Près d’un adulte américain sur dix s’identifie comme lesbienne, gay, bisexuel·le, transgenre ou appartenant à une autre minorité sexuelle ou de genre, selon un sondage menée en 2025 auprès de plus de 13 000 personnes et publié ce 16 février 2026 par l’institut Gallup.
9 % des adultes aux États-Unis se déclarent donc LGBTQ+, un niveau stable par rapport à 2024 (9,3 %) mais qui confirme une progression marquée sur la dernière décennie.
En 2012, première année où Gallup mesurait cette donnée, ils n’étaient que 3,5 % à se déclarer ouvertement LGBTQ+. En treize ans, la proportion a ainsi plus que doublé.
Une dynamique générationnelle
La progression est avant tout liée aux générations les plus jeunes. Près de 23 % des adultes de moins de 30 ans s’identifient aujourd’hui comme LGBTQ+, contre environ 10 % des 30-49 ans et moins de 3 % des plus de 50 ans.
Cet écart ne traduit pas une « explosion » soudaine des identités, mais un changement profond du rapport à la visibilité. Les jeunes générations ont grandi dans un environnement où les représentations sont plus présentes et où des avancées juridiques majeures ont marqué les esprits, notamment la légalisation du mariage égalitaire en 2015 par la Cour suprême des États-Unis.

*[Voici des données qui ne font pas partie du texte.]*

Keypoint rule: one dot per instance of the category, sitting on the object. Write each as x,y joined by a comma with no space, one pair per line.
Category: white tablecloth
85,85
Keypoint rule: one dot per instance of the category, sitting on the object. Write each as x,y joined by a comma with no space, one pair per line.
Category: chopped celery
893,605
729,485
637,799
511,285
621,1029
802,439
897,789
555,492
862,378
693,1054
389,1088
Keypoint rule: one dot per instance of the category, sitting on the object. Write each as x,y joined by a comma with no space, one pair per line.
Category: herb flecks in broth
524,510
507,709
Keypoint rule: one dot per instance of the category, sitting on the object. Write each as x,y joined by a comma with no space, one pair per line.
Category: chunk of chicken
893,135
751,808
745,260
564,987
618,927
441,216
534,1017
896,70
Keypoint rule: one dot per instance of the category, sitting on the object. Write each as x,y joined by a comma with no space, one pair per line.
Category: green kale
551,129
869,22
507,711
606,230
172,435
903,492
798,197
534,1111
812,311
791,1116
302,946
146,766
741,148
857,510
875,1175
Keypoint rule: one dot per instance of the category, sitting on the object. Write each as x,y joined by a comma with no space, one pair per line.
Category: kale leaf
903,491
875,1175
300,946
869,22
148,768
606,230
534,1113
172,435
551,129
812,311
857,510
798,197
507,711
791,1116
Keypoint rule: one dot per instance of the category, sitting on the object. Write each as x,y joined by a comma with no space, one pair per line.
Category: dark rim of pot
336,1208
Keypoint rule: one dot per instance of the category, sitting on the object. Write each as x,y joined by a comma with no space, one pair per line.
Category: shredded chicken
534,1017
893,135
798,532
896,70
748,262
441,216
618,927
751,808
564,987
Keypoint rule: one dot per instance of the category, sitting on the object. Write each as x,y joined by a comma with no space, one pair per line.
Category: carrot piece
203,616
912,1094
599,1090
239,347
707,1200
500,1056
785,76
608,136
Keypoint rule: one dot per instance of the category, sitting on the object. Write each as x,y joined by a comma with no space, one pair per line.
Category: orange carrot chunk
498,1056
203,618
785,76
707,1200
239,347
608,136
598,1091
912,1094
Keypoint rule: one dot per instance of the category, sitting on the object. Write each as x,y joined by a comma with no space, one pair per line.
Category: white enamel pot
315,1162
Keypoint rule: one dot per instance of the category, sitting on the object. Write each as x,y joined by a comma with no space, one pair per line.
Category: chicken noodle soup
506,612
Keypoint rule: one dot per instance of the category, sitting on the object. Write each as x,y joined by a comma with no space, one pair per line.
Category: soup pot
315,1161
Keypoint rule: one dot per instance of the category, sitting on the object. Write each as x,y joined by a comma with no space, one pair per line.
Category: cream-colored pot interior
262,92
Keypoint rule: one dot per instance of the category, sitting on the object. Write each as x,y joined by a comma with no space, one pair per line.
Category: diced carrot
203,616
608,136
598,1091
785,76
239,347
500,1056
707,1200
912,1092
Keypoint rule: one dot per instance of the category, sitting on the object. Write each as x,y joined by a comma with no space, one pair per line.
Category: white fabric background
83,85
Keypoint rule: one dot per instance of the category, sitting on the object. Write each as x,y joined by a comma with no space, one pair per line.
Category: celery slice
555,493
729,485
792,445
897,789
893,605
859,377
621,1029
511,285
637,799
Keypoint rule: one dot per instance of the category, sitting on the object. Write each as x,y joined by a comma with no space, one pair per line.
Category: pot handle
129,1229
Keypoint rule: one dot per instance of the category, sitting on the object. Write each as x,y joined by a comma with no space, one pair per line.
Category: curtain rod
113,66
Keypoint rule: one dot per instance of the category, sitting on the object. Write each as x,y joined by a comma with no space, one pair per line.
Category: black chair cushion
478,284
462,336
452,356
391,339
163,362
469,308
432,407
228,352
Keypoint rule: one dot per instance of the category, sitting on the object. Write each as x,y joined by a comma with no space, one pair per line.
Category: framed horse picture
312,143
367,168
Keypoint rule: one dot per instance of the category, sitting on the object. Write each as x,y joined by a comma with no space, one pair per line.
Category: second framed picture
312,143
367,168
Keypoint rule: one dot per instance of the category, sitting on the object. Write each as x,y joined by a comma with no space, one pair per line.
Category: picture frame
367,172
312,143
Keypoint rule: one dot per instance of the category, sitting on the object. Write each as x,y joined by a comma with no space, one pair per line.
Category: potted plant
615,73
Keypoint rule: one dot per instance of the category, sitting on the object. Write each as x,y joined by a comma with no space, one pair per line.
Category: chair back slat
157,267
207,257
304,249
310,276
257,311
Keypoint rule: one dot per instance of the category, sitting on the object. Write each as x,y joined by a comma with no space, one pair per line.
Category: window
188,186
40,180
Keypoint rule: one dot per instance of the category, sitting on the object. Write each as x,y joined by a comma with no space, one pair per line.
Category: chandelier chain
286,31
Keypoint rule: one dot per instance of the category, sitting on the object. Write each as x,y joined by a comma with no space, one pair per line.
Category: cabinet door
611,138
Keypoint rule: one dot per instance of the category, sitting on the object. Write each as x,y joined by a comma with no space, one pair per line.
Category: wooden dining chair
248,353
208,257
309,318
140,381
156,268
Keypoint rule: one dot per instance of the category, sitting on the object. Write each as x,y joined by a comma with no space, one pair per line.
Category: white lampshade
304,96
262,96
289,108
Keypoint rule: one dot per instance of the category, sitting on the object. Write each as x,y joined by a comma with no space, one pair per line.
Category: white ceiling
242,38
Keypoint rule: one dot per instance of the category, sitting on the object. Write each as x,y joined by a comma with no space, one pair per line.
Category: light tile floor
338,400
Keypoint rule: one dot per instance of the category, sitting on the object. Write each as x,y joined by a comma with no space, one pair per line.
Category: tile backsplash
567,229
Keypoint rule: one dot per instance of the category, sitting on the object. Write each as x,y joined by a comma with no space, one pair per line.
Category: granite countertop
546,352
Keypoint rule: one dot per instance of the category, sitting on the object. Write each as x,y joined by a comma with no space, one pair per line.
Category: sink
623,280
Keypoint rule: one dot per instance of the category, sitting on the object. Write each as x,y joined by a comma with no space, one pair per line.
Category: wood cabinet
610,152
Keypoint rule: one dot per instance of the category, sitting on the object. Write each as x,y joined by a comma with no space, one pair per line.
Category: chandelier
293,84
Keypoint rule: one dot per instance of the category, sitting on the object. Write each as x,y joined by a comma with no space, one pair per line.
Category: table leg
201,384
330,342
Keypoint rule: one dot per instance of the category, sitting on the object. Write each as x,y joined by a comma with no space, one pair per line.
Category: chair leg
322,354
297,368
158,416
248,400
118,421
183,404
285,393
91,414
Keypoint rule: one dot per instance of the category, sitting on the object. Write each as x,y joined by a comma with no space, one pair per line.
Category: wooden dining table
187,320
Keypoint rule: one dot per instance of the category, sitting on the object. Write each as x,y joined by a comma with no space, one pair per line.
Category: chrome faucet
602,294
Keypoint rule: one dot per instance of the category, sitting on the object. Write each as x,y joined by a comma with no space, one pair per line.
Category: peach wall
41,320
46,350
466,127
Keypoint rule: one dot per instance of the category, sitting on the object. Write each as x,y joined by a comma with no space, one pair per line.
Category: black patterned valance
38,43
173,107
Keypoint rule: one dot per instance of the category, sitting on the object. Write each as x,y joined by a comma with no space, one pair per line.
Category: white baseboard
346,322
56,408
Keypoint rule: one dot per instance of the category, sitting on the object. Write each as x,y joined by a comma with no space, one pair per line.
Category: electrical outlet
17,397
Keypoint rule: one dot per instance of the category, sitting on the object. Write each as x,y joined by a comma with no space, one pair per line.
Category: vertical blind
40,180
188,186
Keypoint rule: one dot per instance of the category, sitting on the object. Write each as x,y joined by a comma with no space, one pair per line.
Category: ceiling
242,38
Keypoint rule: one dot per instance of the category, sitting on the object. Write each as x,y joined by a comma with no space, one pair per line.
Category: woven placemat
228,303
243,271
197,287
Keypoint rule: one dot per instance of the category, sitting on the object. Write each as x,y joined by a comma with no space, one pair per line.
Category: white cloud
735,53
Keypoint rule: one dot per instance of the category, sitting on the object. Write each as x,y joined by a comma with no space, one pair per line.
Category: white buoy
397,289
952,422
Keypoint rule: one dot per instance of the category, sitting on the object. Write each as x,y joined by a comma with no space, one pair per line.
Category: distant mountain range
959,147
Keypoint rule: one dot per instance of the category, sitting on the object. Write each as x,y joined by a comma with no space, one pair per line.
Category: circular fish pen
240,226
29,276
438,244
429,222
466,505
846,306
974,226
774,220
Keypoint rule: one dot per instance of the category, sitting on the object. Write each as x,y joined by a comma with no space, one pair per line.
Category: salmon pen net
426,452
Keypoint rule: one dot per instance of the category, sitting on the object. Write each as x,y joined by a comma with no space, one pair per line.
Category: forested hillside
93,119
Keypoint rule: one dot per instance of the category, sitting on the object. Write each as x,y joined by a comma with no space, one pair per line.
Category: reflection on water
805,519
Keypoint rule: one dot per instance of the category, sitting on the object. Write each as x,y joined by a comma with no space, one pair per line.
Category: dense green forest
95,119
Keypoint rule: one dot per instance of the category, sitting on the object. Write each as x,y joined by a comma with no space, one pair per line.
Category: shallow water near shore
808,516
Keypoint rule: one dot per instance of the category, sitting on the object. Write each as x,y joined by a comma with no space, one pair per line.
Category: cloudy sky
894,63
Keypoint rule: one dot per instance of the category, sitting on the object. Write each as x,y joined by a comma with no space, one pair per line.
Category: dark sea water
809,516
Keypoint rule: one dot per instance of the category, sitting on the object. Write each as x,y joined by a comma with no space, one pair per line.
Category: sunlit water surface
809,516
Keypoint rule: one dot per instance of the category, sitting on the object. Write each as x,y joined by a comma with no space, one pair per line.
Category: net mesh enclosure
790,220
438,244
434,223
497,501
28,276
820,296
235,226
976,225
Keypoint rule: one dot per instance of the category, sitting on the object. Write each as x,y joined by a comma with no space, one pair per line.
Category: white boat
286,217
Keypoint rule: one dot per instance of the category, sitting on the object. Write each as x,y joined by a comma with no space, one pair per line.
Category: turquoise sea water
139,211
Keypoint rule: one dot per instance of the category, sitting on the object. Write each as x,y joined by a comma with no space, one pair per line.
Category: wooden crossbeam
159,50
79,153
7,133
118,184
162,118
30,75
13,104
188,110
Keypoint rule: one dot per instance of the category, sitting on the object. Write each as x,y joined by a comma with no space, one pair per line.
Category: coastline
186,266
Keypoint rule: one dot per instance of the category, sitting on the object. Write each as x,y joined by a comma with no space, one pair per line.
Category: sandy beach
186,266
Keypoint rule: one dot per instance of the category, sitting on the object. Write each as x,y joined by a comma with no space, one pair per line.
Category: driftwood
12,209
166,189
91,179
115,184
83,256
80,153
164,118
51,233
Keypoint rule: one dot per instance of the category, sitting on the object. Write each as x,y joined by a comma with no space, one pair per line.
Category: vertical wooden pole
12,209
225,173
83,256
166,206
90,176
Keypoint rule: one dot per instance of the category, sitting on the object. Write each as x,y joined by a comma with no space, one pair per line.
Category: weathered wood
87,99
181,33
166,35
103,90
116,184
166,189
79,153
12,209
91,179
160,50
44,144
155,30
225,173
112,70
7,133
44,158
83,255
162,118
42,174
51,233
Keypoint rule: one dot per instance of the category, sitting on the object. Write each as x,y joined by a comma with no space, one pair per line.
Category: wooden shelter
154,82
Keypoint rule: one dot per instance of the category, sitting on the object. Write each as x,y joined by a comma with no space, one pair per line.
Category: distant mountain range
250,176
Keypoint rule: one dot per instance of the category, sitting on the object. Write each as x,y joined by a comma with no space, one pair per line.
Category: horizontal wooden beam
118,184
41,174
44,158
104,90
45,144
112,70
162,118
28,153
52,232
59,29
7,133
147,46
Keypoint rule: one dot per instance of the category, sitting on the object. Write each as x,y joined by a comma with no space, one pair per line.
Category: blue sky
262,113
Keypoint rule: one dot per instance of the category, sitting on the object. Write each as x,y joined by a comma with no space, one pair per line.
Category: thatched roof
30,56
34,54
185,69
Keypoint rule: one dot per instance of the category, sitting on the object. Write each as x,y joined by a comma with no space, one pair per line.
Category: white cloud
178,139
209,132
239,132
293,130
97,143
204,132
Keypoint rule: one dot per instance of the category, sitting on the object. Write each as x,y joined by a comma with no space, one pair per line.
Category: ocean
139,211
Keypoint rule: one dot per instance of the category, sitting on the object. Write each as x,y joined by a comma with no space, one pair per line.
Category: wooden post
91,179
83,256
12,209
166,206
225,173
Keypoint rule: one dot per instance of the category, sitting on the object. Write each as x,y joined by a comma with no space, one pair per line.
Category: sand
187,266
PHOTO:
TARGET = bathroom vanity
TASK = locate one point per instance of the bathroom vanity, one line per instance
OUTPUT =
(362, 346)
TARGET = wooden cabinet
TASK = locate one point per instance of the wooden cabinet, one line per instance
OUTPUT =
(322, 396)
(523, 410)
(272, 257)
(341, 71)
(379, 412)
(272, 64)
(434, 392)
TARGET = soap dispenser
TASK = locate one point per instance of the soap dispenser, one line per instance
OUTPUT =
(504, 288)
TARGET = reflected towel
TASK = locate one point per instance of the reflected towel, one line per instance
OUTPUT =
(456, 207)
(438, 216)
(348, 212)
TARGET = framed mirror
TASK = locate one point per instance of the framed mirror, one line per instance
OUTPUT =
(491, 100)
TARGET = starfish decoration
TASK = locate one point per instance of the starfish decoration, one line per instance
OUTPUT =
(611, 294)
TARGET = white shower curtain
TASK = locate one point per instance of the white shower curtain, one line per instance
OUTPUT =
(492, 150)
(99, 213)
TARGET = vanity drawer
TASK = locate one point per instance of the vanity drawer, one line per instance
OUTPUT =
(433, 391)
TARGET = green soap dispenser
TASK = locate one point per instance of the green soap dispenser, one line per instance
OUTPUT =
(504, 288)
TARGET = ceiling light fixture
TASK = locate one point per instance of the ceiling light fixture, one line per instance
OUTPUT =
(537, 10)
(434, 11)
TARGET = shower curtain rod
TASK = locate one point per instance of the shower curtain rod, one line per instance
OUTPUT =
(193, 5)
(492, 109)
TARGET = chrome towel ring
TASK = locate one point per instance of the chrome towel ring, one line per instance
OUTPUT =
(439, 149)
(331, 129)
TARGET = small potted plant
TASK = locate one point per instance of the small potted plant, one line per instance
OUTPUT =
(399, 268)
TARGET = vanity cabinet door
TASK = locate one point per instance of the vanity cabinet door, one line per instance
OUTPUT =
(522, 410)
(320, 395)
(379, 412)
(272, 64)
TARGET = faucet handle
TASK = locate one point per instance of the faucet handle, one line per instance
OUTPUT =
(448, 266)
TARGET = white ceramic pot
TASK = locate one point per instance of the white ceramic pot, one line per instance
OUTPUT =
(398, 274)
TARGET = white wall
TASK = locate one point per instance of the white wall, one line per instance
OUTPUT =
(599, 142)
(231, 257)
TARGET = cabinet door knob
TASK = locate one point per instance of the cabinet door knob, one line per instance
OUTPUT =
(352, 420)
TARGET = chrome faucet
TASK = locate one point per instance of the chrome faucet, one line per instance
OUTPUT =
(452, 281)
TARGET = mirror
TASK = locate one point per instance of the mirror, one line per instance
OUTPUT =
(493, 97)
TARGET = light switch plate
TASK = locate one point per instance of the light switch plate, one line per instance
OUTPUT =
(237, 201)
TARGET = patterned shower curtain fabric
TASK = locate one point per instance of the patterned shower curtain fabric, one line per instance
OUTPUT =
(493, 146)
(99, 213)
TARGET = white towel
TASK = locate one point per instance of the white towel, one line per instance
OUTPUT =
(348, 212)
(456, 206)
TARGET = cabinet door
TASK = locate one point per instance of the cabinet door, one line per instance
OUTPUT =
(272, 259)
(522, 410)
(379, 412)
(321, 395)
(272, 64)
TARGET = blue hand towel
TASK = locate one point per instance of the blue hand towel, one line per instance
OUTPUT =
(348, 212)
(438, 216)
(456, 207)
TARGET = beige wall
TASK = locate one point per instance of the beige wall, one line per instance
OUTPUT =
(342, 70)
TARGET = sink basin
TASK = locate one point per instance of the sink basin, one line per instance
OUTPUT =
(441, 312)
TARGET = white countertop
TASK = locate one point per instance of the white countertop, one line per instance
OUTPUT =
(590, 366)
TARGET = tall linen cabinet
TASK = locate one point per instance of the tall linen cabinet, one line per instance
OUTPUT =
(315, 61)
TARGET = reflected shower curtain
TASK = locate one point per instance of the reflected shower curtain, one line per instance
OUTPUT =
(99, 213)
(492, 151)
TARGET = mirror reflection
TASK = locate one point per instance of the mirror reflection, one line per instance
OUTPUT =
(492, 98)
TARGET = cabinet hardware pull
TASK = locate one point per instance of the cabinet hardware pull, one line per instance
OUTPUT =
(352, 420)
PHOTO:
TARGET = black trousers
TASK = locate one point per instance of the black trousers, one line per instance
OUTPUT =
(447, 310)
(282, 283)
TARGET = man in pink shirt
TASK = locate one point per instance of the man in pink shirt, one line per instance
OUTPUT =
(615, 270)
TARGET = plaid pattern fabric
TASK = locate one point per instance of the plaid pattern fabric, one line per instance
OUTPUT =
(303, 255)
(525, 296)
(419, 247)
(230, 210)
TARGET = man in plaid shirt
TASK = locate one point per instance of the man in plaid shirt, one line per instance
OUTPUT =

La bisexualité constitue la catégorie la plus fréquente, représentant plus de la moitié des personnes concernées. Les femmes sont proportionnellement plus nombreuses que les hommes à s’identifier comme LGBTQ+, principalement en raison d’une identification bisexuelle plus élevée.
Un climat politique contrasté
Depuis plusieurs années, de nombreux États américains ont adopté des lois restreignant les droits des personnes transgenres, notamment en matière d’accès aux soins médicaux ou de participation aux compétitions sportives.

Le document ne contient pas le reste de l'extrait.